Limitations & Future Work¶
- Validation is conducted solely on the MNIST dataset, with no experiments on natural images or autonomous driving scenarios.
- The Hadamard basis size is limited by FPGA board memory, restricting the implementation to 12×12 (144 pattern groups in total), which yields very low spatial resolution.
- A significant accuracy gap exists between binarized and original MNIST (93.32% vs. >99% achievable on the original), indicating non-trivial information loss due to binarization.

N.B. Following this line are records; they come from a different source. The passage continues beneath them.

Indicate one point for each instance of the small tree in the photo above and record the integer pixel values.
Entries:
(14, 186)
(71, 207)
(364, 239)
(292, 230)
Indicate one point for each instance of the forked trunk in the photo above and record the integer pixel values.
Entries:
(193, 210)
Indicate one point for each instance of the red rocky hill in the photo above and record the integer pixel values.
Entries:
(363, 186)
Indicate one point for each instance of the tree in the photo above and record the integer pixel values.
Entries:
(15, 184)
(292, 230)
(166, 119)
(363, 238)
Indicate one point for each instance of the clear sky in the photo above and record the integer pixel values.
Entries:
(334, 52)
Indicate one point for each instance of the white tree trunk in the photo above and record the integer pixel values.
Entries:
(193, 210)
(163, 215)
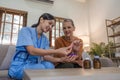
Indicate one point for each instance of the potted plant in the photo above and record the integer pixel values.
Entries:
(102, 49)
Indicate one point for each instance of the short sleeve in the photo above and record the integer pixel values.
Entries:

- Adaptive pattern selection or learning-driven pattern optimization is not explored.
Related Work & Insights¶
- Unlike simulation-based studies such as Jiao (2018) and Cao (2021), this work is the first to realize kHz-level single-pixel image classification (SPIC) in a genuine free-space optical system.
- microLED technology is expanding from optical communications into optical computing (Kalinin 2025, Müller 2025); this paper demonstrates its potential for machine vision applications.
- The closed-form training strategy of ELM can inspire low-power AI deployment at the edge.
Rating¶
- Novelty: ⭐⭐⭐⭐ Significant contribution at the hardware system level (microLED + SPI classification), though the algorithmic components (ELM/DNN) are relatively conventional.
- Experimental Thoroughness: ⭐⭐⭐ Ablation studies and analyses are comprehensive, but evaluation is limited to MNIST; natural-scene validation is absent.
- Writing Quality: ⭐⭐⭐⭐ Structure is clear, the optical system is described in detail, and experimental analysis follows rigorous logic.
- Value: ⭐⭐⭐ Demonstrates the feasibility of ultra-high-speed single-pixel classification, offering a new paradigm for machine vision in extreme-wavelength or high-speed scenarios.